Saturday, April 6, 2013

Luxury Home Transactions Flowing Through More Quickly

Many housing experts have proclaimed that housing is on a solid rebound. Additional evidence to support that claim is the fact that jumbo mortgage closings have risen considerably in 2012 and are projected to keep that upward trend intact through 2013. The reason could be attributed to favorable terms for borrowers purchasing high-end homes.

Fannie Mae and Freddie Mac's has a defined conforming loan limit of $417,000 and jumbo loans are home loans that are higher than those offered by the two GSEs. For the majority of U.S. real estate, that is a loan amount above $417,000, or $625,500 in designated high-cost markets.

"Three to five years ago it would have been a real challenge during the peak of the housing crisis to find financing for a jumbo mortgage and when you did, the conditions were at a maximum,. People with 800 credit scores, 20-percent down and assets were being sent away. Now with more lenders offering this program it has driven rates down to very attractive levels," claims Tim Reese, a real estate journalist.

Positive trending housing market
Housing markets hit hard during the crisis such as California, Las Vegas, Arizona, and Florida have seen home prices increase 20% year over year in some areas. Lenders have become less worried about the risks and are more concerned with originating loans than declining them since securitization has picked up.  This occurs when a lender packages a pool of mortgages together into mortgage-backed securities and sells them off to investors.

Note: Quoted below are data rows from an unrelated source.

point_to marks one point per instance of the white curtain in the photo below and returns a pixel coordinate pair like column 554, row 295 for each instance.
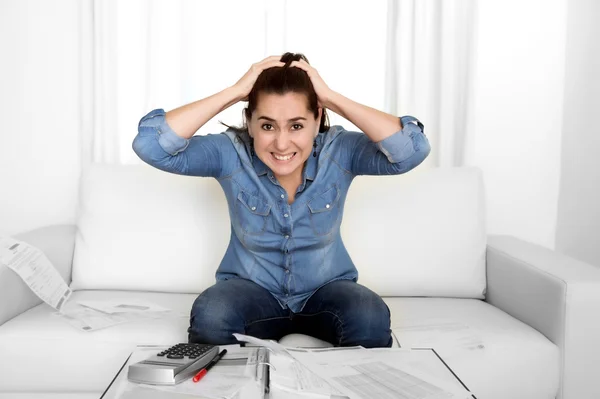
column 430, row 71
column 403, row 57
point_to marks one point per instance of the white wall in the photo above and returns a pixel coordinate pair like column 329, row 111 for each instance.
column 39, row 149
column 522, row 87
column 578, row 226
column 518, row 114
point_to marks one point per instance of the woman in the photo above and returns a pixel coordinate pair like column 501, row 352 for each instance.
column 285, row 174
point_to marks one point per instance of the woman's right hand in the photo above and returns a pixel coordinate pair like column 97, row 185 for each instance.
column 246, row 83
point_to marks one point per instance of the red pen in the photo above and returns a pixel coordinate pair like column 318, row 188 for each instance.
column 203, row 372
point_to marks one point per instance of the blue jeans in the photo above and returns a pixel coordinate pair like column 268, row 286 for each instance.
column 342, row 312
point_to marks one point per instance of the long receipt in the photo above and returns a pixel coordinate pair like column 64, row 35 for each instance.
column 36, row 271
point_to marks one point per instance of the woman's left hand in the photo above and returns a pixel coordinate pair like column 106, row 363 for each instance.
column 322, row 90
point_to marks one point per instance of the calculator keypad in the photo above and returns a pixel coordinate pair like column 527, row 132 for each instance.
column 180, row 351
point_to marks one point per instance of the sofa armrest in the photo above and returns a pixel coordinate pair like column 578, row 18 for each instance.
column 557, row 295
column 58, row 243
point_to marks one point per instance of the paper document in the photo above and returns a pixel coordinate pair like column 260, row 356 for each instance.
column 87, row 319
column 447, row 335
column 36, row 271
column 272, row 345
column 289, row 375
column 381, row 373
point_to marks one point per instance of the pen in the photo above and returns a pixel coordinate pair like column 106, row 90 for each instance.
column 203, row 372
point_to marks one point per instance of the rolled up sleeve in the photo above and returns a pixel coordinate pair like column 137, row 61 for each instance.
column 403, row 144
column 169, row 141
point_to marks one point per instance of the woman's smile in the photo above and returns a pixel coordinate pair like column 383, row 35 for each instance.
column 283, row 158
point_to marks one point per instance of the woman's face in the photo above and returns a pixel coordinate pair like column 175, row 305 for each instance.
column 284, row 130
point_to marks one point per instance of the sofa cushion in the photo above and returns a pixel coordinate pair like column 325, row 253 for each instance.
column 140, row 228
column 423, row 234
column 516, row 361
column 495, row 355
column 419, row 234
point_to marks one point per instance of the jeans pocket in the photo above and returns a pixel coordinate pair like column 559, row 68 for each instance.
column 252, row 213
column 324, row 211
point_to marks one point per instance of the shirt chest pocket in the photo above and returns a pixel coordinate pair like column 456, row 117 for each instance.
column 324, row 211
column 251, row 213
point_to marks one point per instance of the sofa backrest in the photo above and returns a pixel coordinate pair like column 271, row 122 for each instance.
column 417, row 234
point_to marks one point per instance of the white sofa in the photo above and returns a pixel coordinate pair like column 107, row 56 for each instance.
column 531, row 313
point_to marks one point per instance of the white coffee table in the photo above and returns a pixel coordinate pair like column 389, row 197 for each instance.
column 437, row 368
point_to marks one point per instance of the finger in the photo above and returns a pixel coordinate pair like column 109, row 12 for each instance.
column 271, row 58
column 299, row 65
column 272, row 64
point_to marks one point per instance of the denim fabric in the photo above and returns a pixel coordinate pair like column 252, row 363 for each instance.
column 290, row 250
column 342, row 312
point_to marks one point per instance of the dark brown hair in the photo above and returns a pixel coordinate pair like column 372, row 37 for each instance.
column 282, row 80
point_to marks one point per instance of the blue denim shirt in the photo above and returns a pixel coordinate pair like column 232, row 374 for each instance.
column 289, row 249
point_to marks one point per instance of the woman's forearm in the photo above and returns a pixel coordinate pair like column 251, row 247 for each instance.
column 377, row 125
column 187, row 119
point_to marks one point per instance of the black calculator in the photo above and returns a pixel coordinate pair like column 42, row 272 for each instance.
column 173, row 365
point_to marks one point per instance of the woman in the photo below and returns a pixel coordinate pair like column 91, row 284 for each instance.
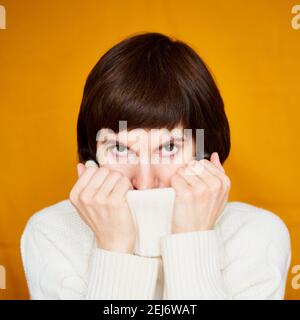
column 83, row 247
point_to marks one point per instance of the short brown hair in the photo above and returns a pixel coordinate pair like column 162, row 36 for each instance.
column 151, row 81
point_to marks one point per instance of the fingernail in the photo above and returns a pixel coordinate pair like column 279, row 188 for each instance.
column 91, row 163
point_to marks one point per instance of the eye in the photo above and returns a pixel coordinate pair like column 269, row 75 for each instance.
column 118, row 148
column 169, row 148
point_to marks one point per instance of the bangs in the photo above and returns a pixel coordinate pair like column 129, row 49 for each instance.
column 151, row 82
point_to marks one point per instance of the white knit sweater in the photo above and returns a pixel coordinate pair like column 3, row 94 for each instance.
column 246, row 256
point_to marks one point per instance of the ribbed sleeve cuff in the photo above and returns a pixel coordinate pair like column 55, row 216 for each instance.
column 191, row 265
column 115, row 276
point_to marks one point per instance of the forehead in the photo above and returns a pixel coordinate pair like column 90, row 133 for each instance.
column 132, row 136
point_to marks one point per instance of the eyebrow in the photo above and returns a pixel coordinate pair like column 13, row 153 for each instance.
column 107, row 140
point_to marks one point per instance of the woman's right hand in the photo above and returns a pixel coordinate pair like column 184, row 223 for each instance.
column 100, row 198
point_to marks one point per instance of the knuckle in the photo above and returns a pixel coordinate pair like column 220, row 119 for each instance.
column 104, row 170
column 216, row 184
column 227, row 181
column 84, row 197
column 187, row 195
column 100, row 201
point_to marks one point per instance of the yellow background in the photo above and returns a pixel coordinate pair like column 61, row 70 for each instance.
column 47, row 51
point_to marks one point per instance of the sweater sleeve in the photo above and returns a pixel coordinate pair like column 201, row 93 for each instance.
column 111, row 275
column 193, row 270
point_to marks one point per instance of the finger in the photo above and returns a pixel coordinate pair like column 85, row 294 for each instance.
column 108, row 185
column 121, row 188
column 96, row 181
column 191, row 177
column 215, row 159
column 208, row 166
column 83, row 180
column 80, row 169
column 91, row 163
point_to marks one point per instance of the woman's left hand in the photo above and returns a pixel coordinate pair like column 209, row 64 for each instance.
column 201, row 192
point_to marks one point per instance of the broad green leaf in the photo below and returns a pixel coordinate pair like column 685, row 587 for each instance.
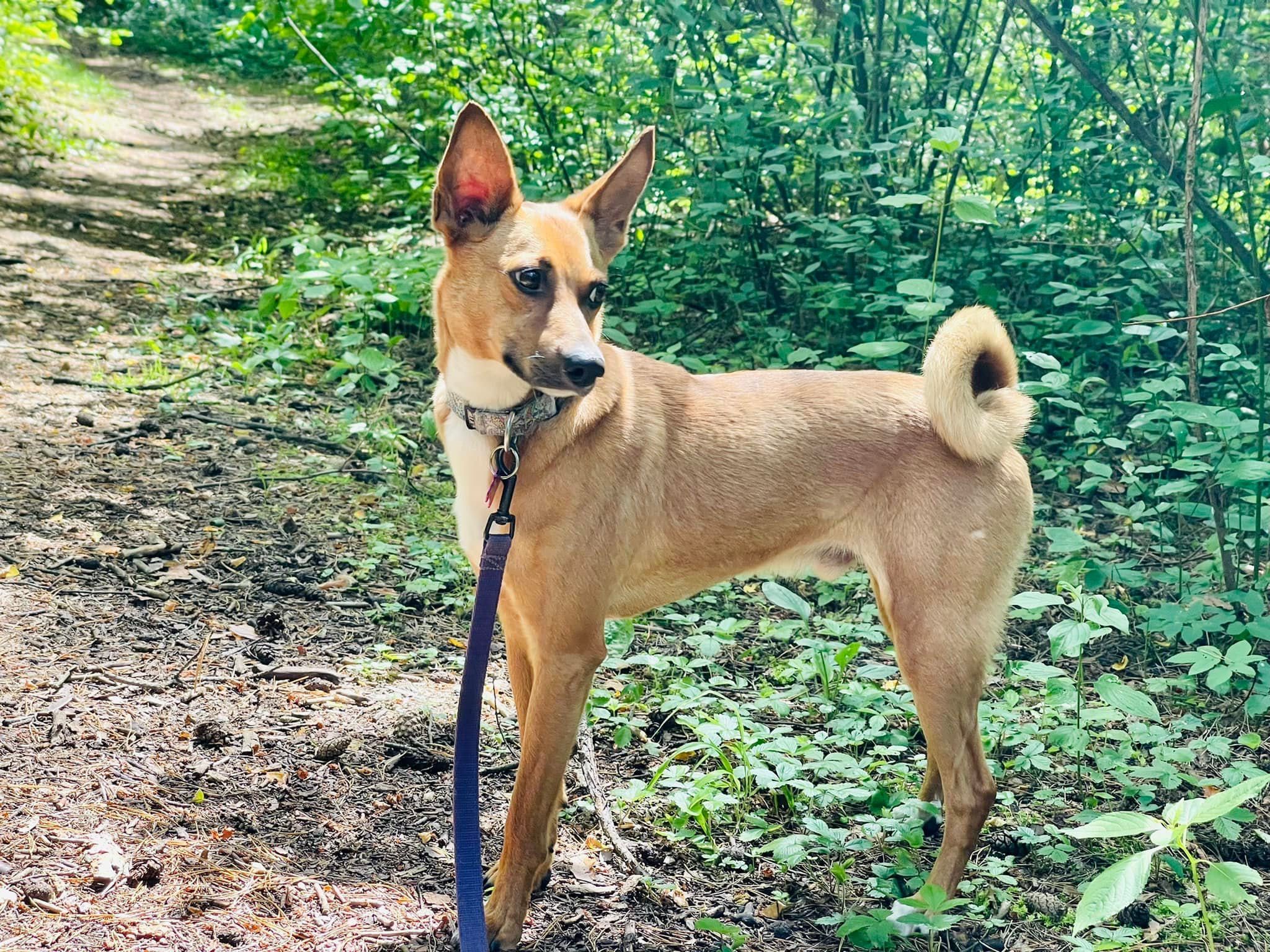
column 878, row 350
column 734, row 935
column 1034, row 671
column 1064, row 540
column 916, row 287
column 1226, row 881
column 1036, row 599
column 1112, row 890
column 1245, row 472
column 790, row 601
column 1124, row 699
column 945, row 139
column 1118, row 824
column 974, row 209
column 925, row 309
column 374, row 361
column 1222, row 804
column 902, row 200
column 1041, row 359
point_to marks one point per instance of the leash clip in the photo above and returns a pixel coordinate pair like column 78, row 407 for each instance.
column 505, row 472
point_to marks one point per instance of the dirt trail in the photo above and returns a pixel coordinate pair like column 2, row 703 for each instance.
column 159, row 787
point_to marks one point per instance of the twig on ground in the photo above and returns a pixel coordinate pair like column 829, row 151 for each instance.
column 151, row 549
column 281, row 672
column 100, row 673
column 126, row 387
column 590, row 774
column 337, row 448
column 266, row 480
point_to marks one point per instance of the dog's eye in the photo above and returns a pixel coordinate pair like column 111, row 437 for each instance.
column 528, row 280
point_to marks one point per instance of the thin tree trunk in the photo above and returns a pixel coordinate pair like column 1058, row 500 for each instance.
column 1214, row 496
column 959, row 161
column 1140, row 130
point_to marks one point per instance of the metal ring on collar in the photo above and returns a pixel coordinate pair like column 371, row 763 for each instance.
column 494, row 462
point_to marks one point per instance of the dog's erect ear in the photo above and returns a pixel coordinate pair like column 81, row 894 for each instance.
column 610, row 201
column 475, row 183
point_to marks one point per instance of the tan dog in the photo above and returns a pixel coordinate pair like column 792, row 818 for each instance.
column 651, row 484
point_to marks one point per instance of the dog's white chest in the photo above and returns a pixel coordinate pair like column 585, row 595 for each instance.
column 469, row 459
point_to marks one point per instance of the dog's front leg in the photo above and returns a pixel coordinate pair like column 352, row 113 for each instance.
column 562, row 669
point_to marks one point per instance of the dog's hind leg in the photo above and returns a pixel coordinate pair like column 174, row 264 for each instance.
column 944, row 649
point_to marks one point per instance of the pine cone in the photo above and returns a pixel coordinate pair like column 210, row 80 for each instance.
column 1135, row 914
column 295, row 589
column 1047, row 904
column 1256, row 855
column 271, row 625
column 334, row 748
column 1009, row 844
column 262, row 651
column 412, row 730
column 43, row 890
column 213, row 734
column 146, row 873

Qualifying for a jumbo loan is fairly common with at 20% down and credit scores over 720 or borrowers can opt for the FHA route instead in some areas where they were declined. In some high-cost areas such as parts of California, the Northeast, and elsewhere FHA-insured loans are able to finance as much as $729,750, providing an attractive choice for borrowers with smaller down payments and credit scores as low as 580.